Teenagers who don't date are less depressed than their peers in romantic relationships


The big romance - and the ensuing heartache - is the stuff of many a teen movie and TV drama, but a new study suggests youngsters may be mentally and socially better off without a boyfriend or girlfriend.

Far from being unhappy, a new study published in the Journal of School Health found that adolescents who were not in a relationship had lower levels of depression than their peers who were romantically involved with someone. 

Single teenagers were also found to have good social skills. 

Researchers looked at the experiences of 594 students in the 10th grade - ages 15 to 16 - as well as the ratings they were given by their teacher. 

Students categorised as 'low' in the area of dating were found to have significantly higher teacher ratings of social skills and leadership compared to other students of the same age who dated more frequently. 

Teachers were also more likely to give them lower ratings when it came to levels of depression compared to the other groups.

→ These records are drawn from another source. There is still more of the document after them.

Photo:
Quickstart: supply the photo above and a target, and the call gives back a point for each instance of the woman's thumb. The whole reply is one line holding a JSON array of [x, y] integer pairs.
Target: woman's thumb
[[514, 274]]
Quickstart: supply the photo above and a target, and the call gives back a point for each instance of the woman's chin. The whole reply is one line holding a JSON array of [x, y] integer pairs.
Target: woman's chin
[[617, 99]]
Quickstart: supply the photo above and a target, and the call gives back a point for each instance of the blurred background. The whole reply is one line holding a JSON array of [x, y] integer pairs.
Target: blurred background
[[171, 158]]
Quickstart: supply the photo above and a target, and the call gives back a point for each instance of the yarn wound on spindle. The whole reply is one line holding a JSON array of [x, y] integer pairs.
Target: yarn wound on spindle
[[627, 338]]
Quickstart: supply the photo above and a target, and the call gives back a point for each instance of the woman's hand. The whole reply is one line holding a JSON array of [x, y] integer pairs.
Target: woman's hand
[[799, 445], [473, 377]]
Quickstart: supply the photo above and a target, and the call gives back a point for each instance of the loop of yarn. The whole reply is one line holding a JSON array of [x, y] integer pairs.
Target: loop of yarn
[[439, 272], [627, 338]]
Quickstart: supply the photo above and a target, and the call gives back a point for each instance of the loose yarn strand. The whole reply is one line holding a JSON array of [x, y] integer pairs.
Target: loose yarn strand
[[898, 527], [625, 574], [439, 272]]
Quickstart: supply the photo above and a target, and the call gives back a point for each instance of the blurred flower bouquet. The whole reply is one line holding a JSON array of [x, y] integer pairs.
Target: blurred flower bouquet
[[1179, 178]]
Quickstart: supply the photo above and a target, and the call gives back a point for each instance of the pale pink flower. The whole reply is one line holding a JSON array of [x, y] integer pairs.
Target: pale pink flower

Even when the students were asked to rate themselves, the self‐reported levels of depression in the 'low' group of students was significantly lower than for others, although there was no difference across the categories when it came to thoughts of suicide. 

The researchers said that the results of the study "refute the notion that non‐daters are maladjusted".

Based on the findings, they recommended that government interventions aimed at the promotion of health among students include "non-dating as one option of healthy development".

"In the end, school health educators, mental health professionals, and teachers should affirm social norms that support adolescents' individual freedom to decide whether to date or not, indicating that both are acceptable and healthy options," said lead author Brooke Douglas, of the University of Georgia.